Sunday, 10 April 2011

Colchester Council: ‘”We’d Rather You Were Robbed, Frankly…”

And they wonder why they can’t attract business?
A jeweller says he will close his business this month because Colchester Council has refused to let him use his shutters.
OK, he’s in the wrong for putting them up and then applying for planning permission, though just why you should need to have planning permission for an anti-theft device is anyone’s guess…
Hosh Slar plans to shut Hosh jewellery store in Crouch Street after two-and-a-half years of trading and move to London or another town or city in East Anglia.

He says the valuable goods displayed in the shopfront mean he needs shutters.
That’s what we call a ‘no brainer’, Colchester Council…
He insists they do not make the surrounding conservation area look rundown.
The commenters to the article are a little sceptical that the area is considered a ‘conservation area’ in the first place, and with good reason.
The inspector recognised Mr Slar was the first tenant at the shop since travel agent Thomas Cook had moved out, and had improved its appearance. But he said Crouch Street was a conservation area and described the shutter as an “unsympathetic change”.
Would it be better if he painted a nice landscape on it?
Mr Slar said the council had told him alternative shutters may be acceptable, but he said they were not appropriate and would cost a further £3,000.
And Colchester Council is quite happy to see businesses either pay over the odds for security fittings, or f**k off, it seems.

It’s really no surprise that they are going downhill rapidly, is it?


Rob said...

Perhaps a poundland or a KFC would be more acceptable to them.

gildas said...

Or a pokey charity shop

Campaign for Non Disarmament said...

I'd go for a "peace shop" every time. You know, full of tat with the CND badge on them. There used to be one near where I lived and it specialised in rainbow-coloured tat.

I was sorry it go, but maybe it moved to Tehran.

Anonymous said...

Colchester is, alas, way beyond redemption.

A hideous conglomeration of concrete over the top of what must have once been a rather nice market town.

Perhaps they'll get a 'community cafe' or 'drop in centre' in its place.

Sic transit gloria mundi.

Anonymous said...

The only way a jumped up jerk can get hold of any power is to become a councilor or worse a politician.

Anonymous said...

@ Last Anonymous

The easiest way to near permanent power is to become a planning officer.

They make up the rules as they go along.

I am extremely fortunate to have a planning barrister as a weekender neighbour who once empowered me to catch them in their lies.

Woman on a Raft said...

Through the modern miracle of Googlemaps, it is possible to 'walk' down the street where Mr Slar has his shop and to decide if it is a dump or not.
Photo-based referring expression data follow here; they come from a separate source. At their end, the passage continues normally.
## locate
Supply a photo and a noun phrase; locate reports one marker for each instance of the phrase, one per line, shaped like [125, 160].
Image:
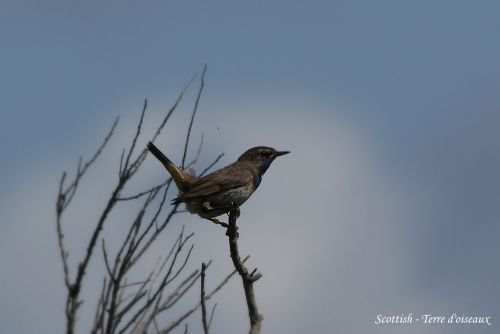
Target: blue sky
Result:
[392, 106]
The postcode is CO3 3EN. Hosh stands at the junction of Crouch Street and Headgate/Head Street.

Crouch Street itself is bisected with the other half being the richer end with bistros, antique shops etc, but the council have gone to some effort to make sure that it is easy for people to walk along and spend money. They have aimed for an a 1950s or 1960s version of a British market town high street; some of the shops are very old indeed, dotted with newer ones, but most are independents. Even in the slightly rougher end there is no shortage of bars, florists and gift shops aiming to be like Crouch End or maybe even Islington.

As the road leads in to a pleasant and rich suburb of arts and craftss 5-bedroom houses it is not a dump. It is just that Mr Slar has picked a site near the pub and Chinese takeaway end with more foot-fall, whereas he might have preferred to take a unit up the quieter end where the posher shops are. He has put in a neo-brutalist black and silver front which is as subtle as a black eye and jars with the adjoining Tudorbethan pizzeria.

About three doors down a competing jeweller doesn't appear to be in an argument with the council, but it is possible Hosh Jewellery is more vulnerable to attack as it is right on the corner. Especially from anybody who doesn't care for a building which looks like corned beef with a wellington boot embedded in it.

JuliaM said...

"Or a pokey charity shop"

In Southend, we'd WELCOME charity shops in the high st!

Where Boots and others have moved out, they seem to be taken over by tacky shops selling ultra-cheap clothing with vaguely middle-eastern men standing outside shouting their wares.

"Colchester is, alas, way beyond redemption."

And at one stage, it was a decent shopping experience. :(

"The easiest way to near permanent power is to become a planning officer.

They make up the rules as they go along."

iDave's 'localism' is presumably going to make that worse?

"... a building which looks like corned beef with a wellington boot embedded in it."

It IS amazingly unattractive, isn't it? I wonder what sort of shutters the council inspector recommended?